Eşinin öldüğüne asla inanmayan Necibe Hanım, evi daima Sadullah Paşa gelecekmiş gibi hazır tutmuş. Cumhuriyet döneminin bakan ve hariciyecilerinden olan Ahmet Ferit Tek ile Fecr-i Ati döneminin kadın yazarlarından Müfide Hanım'ın kızı, Türkiye'nin önemli akademisyenlerinden Emel Esin'in kurduğu Tek-Esin Vakfı’na ait olan yalı, vakıf masraflarına katkıda bulunsun diye kiraya veriliyor.
BİNBİR VUKUATIN SESSİZ ŞAHİDİ ZARİF MUSTAFA PAŞA YALISI
Zarif Mustafa Paşa Yalısı, II. Mahmud’un kahvecisi Kani Bey tarafından 1800’lerde satın alınmış. İlk yapıldığında Harem, Selamlık ve Kayıkhane bölümlerinden oluşan ve bugünkünden üç kat daha büyük olan yalı, 1848 yılında Zarif Mustafa Paşa’nın mülkiyetine geçmiş. 1992’ye kadar aynı ailenin fertleri tarafından kullanılmış.

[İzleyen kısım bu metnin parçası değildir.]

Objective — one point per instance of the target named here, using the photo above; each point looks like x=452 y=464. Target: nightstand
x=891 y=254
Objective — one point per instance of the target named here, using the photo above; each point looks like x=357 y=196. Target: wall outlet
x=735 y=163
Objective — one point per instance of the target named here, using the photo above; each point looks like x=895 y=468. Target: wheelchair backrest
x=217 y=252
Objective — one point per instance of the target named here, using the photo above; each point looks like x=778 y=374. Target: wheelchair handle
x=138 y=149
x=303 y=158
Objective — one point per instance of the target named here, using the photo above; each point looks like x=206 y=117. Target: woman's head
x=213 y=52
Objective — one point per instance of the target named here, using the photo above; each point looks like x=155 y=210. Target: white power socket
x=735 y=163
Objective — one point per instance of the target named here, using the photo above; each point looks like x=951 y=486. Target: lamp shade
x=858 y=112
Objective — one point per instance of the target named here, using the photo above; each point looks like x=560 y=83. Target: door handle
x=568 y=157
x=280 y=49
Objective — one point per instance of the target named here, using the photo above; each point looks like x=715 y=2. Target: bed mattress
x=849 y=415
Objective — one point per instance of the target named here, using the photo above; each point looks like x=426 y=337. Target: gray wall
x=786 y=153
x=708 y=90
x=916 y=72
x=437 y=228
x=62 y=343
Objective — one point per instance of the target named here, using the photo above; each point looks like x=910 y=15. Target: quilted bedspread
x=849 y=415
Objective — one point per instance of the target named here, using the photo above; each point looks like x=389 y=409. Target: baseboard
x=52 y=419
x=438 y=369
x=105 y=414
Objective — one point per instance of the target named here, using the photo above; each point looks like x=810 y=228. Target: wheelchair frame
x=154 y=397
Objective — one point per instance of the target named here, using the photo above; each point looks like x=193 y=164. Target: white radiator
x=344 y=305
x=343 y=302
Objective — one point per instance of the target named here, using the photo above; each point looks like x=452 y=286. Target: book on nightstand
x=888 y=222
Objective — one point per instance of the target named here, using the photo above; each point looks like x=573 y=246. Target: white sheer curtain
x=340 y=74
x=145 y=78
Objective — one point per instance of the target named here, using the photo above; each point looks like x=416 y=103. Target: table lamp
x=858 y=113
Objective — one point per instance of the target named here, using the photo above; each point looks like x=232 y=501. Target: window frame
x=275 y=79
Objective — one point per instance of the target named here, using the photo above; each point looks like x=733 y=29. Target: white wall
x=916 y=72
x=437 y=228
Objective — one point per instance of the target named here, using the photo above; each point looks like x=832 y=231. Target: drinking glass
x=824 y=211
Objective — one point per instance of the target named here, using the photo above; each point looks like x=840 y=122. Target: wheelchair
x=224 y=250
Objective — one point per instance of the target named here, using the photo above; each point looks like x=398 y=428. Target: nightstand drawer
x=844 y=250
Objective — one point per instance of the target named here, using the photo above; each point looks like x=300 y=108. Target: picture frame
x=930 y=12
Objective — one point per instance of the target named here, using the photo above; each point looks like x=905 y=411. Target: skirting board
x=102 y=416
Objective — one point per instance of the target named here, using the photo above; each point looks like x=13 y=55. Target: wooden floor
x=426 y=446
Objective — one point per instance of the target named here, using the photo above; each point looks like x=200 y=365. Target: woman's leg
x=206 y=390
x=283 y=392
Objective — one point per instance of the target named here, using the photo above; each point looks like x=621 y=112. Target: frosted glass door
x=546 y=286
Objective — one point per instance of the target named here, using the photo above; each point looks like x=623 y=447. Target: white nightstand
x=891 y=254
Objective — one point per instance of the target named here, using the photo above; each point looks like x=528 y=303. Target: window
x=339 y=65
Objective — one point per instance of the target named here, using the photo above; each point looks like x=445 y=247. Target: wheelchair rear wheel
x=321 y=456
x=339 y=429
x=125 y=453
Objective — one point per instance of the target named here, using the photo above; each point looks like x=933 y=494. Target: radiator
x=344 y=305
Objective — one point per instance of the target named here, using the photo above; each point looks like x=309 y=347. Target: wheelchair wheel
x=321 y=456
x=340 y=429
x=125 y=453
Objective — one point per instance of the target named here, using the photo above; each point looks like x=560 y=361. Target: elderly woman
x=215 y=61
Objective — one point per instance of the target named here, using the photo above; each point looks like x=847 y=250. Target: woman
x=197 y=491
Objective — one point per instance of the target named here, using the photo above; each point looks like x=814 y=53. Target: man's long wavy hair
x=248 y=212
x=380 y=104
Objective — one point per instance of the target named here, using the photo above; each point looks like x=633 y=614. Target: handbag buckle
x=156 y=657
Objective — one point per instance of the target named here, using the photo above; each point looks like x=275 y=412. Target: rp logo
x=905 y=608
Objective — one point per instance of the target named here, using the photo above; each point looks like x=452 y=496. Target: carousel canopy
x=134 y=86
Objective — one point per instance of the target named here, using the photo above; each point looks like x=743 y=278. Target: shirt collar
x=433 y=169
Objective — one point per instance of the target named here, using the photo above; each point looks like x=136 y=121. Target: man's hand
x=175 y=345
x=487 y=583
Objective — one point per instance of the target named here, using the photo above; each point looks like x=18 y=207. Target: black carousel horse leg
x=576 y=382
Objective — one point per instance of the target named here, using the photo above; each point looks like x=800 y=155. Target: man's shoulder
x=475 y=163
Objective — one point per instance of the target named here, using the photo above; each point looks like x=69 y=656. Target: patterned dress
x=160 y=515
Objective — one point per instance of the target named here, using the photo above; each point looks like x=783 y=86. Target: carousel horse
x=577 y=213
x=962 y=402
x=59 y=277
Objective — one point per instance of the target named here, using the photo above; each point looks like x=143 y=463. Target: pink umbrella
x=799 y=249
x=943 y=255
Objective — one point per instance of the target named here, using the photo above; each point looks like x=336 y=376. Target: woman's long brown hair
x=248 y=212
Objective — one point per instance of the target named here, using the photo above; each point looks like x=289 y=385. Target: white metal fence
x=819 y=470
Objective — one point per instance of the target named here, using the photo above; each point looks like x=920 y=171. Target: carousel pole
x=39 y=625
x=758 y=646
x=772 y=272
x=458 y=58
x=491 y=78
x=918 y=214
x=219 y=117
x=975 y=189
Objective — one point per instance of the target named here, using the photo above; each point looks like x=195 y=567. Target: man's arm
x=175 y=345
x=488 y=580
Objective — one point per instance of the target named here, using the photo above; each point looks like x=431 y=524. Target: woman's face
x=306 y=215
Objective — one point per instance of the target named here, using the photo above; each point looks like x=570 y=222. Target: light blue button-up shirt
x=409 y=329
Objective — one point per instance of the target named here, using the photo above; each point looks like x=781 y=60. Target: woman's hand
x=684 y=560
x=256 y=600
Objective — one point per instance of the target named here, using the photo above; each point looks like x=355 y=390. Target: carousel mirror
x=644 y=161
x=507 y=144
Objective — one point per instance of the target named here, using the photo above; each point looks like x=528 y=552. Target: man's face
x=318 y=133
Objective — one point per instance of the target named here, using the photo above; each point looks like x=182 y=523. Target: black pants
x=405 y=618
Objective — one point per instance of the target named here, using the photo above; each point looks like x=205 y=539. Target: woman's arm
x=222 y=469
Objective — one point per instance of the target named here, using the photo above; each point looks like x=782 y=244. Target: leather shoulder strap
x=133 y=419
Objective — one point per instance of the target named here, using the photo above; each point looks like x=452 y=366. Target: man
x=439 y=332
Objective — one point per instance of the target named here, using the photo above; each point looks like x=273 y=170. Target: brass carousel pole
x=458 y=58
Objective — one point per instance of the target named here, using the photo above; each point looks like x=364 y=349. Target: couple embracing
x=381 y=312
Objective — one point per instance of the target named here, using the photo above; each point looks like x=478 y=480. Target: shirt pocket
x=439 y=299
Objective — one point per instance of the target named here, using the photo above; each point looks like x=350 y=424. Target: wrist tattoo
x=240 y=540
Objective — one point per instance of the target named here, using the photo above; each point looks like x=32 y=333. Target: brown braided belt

Yalı eski bir Bizans manastırının kalıntıları üzerinde yer aldığından Ayazma (Kutsal Su Kaynağı) halen binanın bahçesinde bulunuyor. Paşa’nın damadı Sadık Bey, kayınpederinin sürekli verdiği ziyafetlerden sıkılınca Selamlık ve Kayıkhane olan bölümü satın alıp araya bir duvar ördürmüş. Aile Şeyh Talat Efendi’nin de akrabasıymış. Sadık Bey’in oğlu Osmanlı mebusu Mehmet Esat Bey yalıda bulunan Hz. Muhammed’in sakalına (Sakal-ı Şerif) ait bir teli Anadolu Hisarı’ndaki Fatih Camii’ne hediye etmiş. Bundan sonra halk yalıyı Esat Bey Yalısı olarak adlandırmış. Binanın cihannüması Sakal-ı Şerif’i muhafaza etmek için kullanılmış. 1926’da yalı sakinlerinden Sadiye Hanım’ın düğünü nedeniyle bakımı yapılan bina sarıya boyanınca adı Sarı Yalı’ya çıkmış. Kurtuluş Savaşı sırasında İstanbul’u İngilizler işgal edince Esat Bey’in oğulları yalıyı Anadolu’ya silah ve mühimmat göndermek için kullanmışlar. Yalının Harem kısmı da İngilizler askerleri için kullanırlar kaygısıyla sahipleri tarafından yıktırılmış. Yalıda bulunan tarihî Türk hamamı güzel bir mermer işçiliğine sahip ve orijinal haliyle muhafaza edilmiş. Binadaki en önemli kısımlardan biri de kadınların deniz hamamı olarak kullandıkları yer. Evin içinde, kapalı bir havuz görevi gören bu kısımda, geçmişte mahremiyet nedeniyle denize giremeyen kadınlar yüzermiş. Şu anda Kahve Odası olarak kullanılan bu yerin camla kaplı zemininin altında balıklar yüzüyor. Günümüzde akvaryum olan bu havuzun filtre edilmiş suyu ise Boğaz’dan sağlanıyor.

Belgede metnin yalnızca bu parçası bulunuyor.